The following options are available:

  • DATA_SALT: secret salt used for hashing data values. This shouldn't be shared. A warning will be outputted if it is not set. Defaults to None.

  • PII_SALT: secret salt used for hashing pii values. This shouldn't be shared. A warning will be issued if it is not set. Defaults to None.

  • LAYOUTS: directory that contains layout files. Defaults to layouts/.

  • RAW_DIR, DATA_DIR, PII_DIR, LINK_DIR, RESEARCH_DIR: paths to where the original data, the processed files, and the research files will be saved.

  • VERSION: the current version number of the processed and research files.

YAML layout format

sirad uses YAML files to define the layout, or structure, of raw data files. These YAML files define each column in the incoming data and how it should be processed.

For an example of a YAML layout file, see tax.yaml from the SIRAD worked example repo.

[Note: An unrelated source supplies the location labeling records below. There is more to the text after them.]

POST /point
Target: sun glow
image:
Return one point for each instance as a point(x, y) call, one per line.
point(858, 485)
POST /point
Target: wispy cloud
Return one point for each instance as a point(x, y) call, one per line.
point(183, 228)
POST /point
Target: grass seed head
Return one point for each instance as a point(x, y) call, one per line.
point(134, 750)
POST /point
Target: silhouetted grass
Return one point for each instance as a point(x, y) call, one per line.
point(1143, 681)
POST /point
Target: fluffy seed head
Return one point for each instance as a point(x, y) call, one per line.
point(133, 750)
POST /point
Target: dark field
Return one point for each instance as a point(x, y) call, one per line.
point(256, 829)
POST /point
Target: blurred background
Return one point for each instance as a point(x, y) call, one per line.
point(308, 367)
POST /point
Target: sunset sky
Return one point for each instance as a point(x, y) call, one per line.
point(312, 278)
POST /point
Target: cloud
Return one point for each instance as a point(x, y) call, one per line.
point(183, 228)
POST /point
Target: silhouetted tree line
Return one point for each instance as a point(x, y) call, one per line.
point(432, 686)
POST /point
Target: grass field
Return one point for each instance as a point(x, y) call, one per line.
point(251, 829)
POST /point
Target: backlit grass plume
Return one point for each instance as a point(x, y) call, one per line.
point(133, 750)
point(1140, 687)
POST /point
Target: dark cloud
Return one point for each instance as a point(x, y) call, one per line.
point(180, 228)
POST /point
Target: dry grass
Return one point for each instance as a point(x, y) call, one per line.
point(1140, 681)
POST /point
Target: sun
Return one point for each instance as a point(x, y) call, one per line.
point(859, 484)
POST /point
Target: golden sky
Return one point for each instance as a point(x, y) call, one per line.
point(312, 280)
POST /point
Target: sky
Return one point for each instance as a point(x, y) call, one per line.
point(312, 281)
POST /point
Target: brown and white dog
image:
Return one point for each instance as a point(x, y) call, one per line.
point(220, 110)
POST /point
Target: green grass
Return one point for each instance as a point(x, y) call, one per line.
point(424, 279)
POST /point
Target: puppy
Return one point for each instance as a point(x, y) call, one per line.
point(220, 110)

The following properties can be specified in a YAML layout file:

source (required)

The path to the source file, relative to RAW_DIR.

type (default: csv)

The following values for file type are supported:

  • csv - delimited text file, defaulting to comma-delimited (see delimiter below)
  • fixed - fixed width format, which requires the specification of a width property for each field (see fields below)
  • xlsx - Excel .xlsx file (note: .xls is not currently supported)

delimiter (default: ',')

For the csv file type, this specifies the delimiter to use. Common alternatives to comma-delimited include tab-delimited ('\t') and pipe-delimited ('|').

encoding (default: ascii)

The file encoding to use when opening a source file of type csv or fixed. If you do not know the encoding ahead of time, you can detect the encoding by running the Unix file command on the source file. Line endings (LF or CRLF) are detected automatically by the file parser. Non-ASCII characters are automatically transliterated to ASCII according to the character mapping found in readers.py.

header (default: True)

Whether to read the first line of the file as the column headers.

fields (required)

A list specifying the header name and type of each field in the source file.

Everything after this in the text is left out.